Des documents concernant un présumé compte secret de l’ancien président ont été déclassifiés à la demande d’un juge d’instruction qui enquête sur la disparition d’un journaliste en 1997 en Polynésie.

Les documents des services secrets concernant un possible compte bancaire de Jacques Chirac au Japon ne sont plus confidentiels. Le ministre français de la Défense Hervé Morin a annoncé mercredi la levée du secret défense sur ces documents, à la demande d’un juge d’instruction de Papeete, Jean-François Redonnet.

Ce magistrat enquête sur la disparition mystérieuse d’un journaliste indépendant, Jean-Pascal Couraud, le 15 décembre 1997. Rédacteur en chef du quotidien les Nouvelles de Tahiti, il travaillait alors sur d’éventuels transferts de fonds entre une grosse entreprise de Polynésie française et un compte qu’aurait détenu l’ancien président Jacques Chirac. Le juge d’instruction Redonnet cherche depuis 2004 à vérifier l’hypothèse selon laquelle ce journaliste aurait été assassiné parce qu’il aurait fait des découvertes «compromettantes».

Le 4 juin dernier, le juge d’instruction s’était donc rendu à la Direction générale des services extérieurs (DGSE) pour saisir seize documents relatifs à ce fameux «compte japonais» présumé. Ils étaient placés depuis sous scellés en attente d’un éventuel déclassement, intervenu finalement mardi. Hervé Morin a ainsi déclaré mercredi matin sur LCI avoir «signé les documents». A la question de savoir si ces documents déclassifiés allaient apporter des éléments nouveaux, il a répondu: «Non, comme toujours il y a beaucoup plus de fantasmes que de réalité dans tout cela».

«Campagne de calomnies»

Le corps de Jean-Pascal Couraud n’a jamis été retrouvé, mais la justice avait conclu au suicide et prononcé un non-lieu en octobre 2002. Mais le coup de théâtre intervient en 2004 lorsqu’un membre d’un service d’ordre de Gaston Flosse, ex-président de la Polynésie française, dit avoir assisté au meurtre de Couraud. Il s’est depuis rétracté et l’hypothèse criminelle n’a pas été confirmée. Mais la justice a rouvert le dossier à la suite d’une plainte contre X de la famille pour assassinat et complicité. Elle se dit persuadée que leur proche est mort en raison d’informations qu’il possédait sur l’existence de transferts de fonds depuis la Polynésie vers un compte qu’aurait détenu Jacques Chirac au Japon.

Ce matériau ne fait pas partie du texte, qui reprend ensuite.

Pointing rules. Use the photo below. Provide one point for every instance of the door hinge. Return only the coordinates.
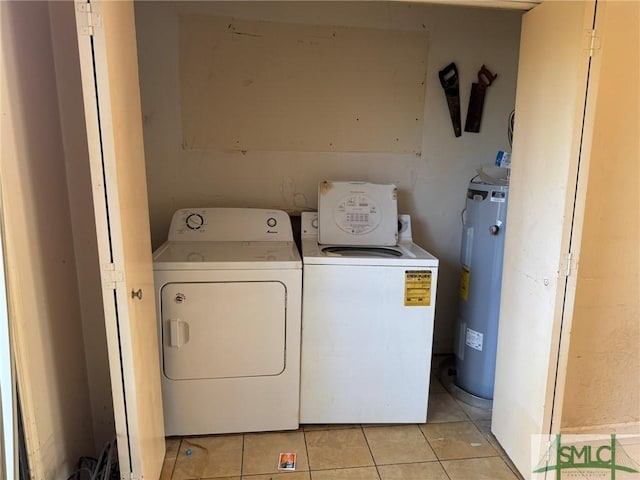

En mai 2006, l’Elysée avait démenti que Jacques Chirac ait possédé un compte bancaire à la Tokyo Sowa Bank au Japon, assurant que «ces allégations sont à rattacher à une campagne de calomnies qui avait été lancée à l’encontre du président de la République en 2001 et dont il a été établi qu’elle était sans aucun fondement».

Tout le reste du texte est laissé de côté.